Don't you get some really large numbers when doing this? I'm trying to write a C++ implementation using 1009, which is prime, as a test number, and I just realized that in larger bases you get very big numbers in the second test. For example, 1009 = 2^4 \times 63, so for the second test you might have 2^{2^363} = 2^{504}

I haven't stepped through it, but as with all crypto stuff involving modular exponentiation, you can keep reducing it at every step. See modular exponentiation. CryptoDerk July 8, 2005 21:25 (UTC)

Contents

[edit] Smallest number for which MR test is uncertain?

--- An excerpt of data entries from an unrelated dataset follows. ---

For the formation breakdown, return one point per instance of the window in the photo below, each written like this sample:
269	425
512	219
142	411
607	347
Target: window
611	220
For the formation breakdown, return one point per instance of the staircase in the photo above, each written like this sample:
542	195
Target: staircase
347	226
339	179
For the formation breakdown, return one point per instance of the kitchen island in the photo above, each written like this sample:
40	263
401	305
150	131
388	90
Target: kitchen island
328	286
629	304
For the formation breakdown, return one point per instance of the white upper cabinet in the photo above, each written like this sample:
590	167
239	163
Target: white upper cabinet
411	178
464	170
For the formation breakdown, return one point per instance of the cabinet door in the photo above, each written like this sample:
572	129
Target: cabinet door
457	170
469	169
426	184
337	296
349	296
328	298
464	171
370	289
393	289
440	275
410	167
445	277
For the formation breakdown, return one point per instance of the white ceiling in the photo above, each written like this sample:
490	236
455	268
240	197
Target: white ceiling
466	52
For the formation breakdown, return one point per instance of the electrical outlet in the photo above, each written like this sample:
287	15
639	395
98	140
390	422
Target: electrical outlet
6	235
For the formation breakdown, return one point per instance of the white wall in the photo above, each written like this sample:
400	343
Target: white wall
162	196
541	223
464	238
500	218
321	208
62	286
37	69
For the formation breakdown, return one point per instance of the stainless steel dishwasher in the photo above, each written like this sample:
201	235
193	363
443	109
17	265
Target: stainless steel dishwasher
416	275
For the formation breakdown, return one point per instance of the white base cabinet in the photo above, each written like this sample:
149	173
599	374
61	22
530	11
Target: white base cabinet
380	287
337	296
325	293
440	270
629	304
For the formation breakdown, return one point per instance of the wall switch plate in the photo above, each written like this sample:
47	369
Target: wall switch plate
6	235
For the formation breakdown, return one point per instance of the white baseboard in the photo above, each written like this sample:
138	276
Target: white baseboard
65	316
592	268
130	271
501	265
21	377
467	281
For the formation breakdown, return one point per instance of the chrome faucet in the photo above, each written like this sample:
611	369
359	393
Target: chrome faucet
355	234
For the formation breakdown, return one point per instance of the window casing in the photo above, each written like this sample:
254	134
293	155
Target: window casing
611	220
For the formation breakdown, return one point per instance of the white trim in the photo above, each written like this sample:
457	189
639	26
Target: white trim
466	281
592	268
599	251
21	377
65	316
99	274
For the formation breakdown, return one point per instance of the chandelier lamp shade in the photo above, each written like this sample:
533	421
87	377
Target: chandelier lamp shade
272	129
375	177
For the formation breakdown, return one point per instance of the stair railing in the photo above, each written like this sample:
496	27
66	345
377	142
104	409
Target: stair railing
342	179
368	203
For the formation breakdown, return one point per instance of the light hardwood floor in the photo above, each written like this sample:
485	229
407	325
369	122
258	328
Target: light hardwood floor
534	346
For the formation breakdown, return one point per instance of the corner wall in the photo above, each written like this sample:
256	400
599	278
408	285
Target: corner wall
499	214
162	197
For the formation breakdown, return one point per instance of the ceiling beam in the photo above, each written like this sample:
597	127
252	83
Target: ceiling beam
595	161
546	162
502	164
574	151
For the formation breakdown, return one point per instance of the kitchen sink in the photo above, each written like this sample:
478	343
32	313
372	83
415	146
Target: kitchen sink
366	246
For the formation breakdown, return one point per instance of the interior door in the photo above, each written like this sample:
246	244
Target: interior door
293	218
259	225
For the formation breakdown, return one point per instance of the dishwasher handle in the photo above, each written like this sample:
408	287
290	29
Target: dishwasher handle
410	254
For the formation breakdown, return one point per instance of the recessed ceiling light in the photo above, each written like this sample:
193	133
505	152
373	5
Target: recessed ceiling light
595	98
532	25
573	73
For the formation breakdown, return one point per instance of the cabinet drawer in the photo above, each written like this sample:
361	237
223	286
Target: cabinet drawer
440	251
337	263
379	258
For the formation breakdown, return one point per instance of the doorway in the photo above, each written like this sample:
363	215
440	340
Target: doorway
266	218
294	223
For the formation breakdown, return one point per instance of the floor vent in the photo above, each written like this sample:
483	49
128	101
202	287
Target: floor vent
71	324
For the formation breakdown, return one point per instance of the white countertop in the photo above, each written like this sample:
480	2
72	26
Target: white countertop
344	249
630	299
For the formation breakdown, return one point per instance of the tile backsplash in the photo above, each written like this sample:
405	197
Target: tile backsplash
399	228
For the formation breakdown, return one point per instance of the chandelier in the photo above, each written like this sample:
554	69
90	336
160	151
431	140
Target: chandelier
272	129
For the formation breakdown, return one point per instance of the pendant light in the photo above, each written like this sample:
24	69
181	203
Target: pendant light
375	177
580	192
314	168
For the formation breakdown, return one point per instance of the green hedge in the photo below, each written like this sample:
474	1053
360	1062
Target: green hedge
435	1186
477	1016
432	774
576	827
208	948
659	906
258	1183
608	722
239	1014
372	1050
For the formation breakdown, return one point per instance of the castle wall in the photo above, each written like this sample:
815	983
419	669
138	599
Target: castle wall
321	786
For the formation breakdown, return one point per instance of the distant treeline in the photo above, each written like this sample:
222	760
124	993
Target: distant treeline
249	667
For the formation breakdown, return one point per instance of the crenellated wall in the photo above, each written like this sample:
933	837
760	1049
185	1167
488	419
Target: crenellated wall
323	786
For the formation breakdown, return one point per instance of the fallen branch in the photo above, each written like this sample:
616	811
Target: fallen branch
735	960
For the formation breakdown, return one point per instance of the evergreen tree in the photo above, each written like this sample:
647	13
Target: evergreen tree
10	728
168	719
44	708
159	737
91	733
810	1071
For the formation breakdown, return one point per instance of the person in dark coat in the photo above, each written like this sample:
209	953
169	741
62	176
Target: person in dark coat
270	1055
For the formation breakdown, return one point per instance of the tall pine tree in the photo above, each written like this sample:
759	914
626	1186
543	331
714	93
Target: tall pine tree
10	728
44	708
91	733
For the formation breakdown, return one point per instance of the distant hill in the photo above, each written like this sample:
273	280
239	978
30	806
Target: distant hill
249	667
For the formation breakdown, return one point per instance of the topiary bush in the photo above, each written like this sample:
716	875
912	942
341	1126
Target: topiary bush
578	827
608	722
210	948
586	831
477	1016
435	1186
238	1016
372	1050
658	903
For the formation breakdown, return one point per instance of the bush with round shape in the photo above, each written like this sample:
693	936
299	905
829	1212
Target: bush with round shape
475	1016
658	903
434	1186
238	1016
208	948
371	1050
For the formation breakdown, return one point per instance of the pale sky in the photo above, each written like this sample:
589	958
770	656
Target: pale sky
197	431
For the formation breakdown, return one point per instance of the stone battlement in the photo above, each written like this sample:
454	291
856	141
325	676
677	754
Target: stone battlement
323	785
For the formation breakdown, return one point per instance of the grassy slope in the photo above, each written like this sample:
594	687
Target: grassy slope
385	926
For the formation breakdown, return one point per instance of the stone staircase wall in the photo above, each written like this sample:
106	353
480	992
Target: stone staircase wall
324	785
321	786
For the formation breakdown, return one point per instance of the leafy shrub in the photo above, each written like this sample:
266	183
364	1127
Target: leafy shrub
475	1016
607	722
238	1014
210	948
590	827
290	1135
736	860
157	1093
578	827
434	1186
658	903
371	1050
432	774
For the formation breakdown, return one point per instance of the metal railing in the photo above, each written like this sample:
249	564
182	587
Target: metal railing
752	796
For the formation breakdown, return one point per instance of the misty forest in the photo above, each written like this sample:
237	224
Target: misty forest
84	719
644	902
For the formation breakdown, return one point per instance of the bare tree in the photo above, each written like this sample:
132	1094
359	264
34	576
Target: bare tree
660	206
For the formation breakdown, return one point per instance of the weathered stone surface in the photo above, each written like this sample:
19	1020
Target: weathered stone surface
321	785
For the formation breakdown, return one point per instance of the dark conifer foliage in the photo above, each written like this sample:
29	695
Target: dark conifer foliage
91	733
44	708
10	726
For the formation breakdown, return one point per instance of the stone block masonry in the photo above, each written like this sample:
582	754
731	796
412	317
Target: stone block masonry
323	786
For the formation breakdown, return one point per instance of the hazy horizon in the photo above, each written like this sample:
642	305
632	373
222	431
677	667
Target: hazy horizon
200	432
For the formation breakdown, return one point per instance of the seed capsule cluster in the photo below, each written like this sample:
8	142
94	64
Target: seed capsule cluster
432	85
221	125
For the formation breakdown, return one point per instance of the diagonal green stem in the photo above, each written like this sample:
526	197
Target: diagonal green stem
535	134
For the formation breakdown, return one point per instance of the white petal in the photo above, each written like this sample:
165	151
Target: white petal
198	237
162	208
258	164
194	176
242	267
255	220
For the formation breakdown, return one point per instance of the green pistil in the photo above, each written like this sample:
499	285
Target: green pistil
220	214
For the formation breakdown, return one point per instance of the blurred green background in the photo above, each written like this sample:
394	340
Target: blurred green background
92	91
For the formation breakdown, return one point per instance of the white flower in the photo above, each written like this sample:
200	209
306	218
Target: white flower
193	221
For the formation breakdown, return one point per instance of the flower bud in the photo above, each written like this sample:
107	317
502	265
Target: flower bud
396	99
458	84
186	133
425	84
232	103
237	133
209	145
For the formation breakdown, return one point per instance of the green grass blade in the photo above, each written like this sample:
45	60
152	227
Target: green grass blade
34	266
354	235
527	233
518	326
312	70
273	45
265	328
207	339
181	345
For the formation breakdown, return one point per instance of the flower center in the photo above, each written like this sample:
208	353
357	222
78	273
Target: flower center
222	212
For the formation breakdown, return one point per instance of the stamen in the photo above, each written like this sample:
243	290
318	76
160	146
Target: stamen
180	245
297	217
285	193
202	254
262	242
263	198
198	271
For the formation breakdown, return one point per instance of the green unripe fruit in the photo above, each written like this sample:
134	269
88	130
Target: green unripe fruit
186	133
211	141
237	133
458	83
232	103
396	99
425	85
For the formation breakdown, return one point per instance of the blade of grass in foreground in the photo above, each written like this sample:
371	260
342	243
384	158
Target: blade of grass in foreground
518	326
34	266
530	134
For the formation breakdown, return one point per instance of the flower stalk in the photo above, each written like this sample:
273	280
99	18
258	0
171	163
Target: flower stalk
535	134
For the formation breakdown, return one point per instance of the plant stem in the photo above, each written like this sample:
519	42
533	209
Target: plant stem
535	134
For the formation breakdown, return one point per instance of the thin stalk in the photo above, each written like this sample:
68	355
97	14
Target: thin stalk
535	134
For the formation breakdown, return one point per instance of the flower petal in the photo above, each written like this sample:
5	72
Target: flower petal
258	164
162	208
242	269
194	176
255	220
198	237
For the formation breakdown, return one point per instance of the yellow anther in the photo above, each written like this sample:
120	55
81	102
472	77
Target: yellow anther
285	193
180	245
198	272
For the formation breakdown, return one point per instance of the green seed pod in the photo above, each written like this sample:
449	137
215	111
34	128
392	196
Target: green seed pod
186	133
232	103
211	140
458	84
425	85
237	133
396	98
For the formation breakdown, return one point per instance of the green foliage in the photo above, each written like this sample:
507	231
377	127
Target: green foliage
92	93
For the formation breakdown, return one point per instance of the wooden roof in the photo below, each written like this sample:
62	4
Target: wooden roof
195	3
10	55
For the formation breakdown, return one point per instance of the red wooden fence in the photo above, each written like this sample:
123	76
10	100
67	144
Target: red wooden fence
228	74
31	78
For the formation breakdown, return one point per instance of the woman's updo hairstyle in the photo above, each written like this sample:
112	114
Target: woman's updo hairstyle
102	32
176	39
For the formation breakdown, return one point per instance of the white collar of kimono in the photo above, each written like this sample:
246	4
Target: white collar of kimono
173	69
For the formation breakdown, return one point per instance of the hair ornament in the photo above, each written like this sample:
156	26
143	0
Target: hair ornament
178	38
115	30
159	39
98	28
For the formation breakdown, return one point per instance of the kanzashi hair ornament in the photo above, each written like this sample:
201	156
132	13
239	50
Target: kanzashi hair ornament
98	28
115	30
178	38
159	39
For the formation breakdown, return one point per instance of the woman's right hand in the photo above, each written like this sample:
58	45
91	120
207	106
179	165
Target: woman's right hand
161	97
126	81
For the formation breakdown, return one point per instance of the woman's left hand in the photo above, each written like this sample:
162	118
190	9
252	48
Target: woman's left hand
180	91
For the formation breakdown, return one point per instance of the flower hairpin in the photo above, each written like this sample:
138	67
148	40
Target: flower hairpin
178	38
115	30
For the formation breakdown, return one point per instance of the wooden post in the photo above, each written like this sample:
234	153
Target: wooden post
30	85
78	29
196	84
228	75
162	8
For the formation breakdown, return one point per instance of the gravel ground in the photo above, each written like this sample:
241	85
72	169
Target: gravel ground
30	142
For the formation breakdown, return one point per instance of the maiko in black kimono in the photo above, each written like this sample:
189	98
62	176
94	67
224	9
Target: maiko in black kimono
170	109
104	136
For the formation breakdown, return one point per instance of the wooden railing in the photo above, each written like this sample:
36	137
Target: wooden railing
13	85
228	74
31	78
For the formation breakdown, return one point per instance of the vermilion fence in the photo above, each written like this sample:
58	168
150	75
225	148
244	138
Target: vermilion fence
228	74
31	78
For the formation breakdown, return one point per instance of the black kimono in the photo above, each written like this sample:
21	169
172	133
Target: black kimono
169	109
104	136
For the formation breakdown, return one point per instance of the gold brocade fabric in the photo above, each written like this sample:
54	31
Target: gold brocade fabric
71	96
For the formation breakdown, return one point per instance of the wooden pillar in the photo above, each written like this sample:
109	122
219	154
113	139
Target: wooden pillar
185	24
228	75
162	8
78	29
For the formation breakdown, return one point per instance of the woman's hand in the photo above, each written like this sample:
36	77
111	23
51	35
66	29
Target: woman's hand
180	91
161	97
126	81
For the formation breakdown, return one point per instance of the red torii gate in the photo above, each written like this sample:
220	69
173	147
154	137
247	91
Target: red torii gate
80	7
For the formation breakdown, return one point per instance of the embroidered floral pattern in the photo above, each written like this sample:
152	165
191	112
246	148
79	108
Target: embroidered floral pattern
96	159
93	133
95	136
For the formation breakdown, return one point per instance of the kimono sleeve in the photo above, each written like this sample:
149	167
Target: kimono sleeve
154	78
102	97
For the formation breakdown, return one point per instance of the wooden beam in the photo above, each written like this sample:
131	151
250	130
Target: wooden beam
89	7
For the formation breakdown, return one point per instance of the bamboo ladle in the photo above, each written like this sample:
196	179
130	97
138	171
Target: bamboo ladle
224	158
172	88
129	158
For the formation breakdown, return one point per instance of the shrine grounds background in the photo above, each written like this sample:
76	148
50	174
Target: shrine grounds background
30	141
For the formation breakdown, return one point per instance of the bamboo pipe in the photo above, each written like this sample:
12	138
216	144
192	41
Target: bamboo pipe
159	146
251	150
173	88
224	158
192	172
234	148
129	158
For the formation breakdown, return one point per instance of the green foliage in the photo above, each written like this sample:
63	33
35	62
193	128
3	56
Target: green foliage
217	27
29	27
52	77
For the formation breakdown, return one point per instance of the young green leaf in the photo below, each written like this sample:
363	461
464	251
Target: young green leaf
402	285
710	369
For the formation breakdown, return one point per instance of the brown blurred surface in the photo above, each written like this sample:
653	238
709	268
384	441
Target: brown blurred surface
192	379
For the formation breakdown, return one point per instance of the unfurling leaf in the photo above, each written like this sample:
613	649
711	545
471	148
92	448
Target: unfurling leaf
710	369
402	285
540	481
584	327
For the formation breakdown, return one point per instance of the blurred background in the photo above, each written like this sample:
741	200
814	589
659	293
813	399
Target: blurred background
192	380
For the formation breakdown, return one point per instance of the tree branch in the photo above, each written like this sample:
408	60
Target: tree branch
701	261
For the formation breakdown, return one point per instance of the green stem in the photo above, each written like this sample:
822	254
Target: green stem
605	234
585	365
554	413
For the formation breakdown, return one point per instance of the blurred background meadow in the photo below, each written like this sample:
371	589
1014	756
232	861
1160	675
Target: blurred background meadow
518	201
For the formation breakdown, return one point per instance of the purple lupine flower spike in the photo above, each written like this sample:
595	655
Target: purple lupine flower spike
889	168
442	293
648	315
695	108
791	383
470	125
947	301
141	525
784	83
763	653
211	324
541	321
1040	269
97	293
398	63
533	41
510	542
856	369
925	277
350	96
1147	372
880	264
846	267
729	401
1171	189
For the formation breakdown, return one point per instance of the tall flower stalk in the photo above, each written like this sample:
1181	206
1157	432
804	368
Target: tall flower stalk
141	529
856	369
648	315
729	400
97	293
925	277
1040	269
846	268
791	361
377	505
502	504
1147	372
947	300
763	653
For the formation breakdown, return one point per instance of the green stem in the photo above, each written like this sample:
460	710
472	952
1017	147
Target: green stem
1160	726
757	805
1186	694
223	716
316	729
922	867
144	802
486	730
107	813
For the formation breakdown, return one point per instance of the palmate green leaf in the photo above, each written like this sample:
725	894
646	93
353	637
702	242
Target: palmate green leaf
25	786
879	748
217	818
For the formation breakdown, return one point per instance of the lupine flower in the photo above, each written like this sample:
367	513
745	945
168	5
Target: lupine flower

Hello. It seems one could establish by brute force that the MR test gives exactly the right answer for all numbers up to some limit (determined by how long you run the MR test on successive integers). Has anyone done a brute force search like that? Or maybe someone has proved that MR test is correct (i.e., reports N is prime iff N is actually prime) for all numbers up to some bound? -- I'm assuming here that the test is computationally deterministic, i.e., if I run the test twice on the same input, I'll always get the same report. Maybe my understanding of the test is flawed. It seems like the "probabilistic" aspect of the test could be explained at greater length. Many thanks to the authors for their work on this article. 207.174.201.18 18:47, 1 February 2006 (UTC)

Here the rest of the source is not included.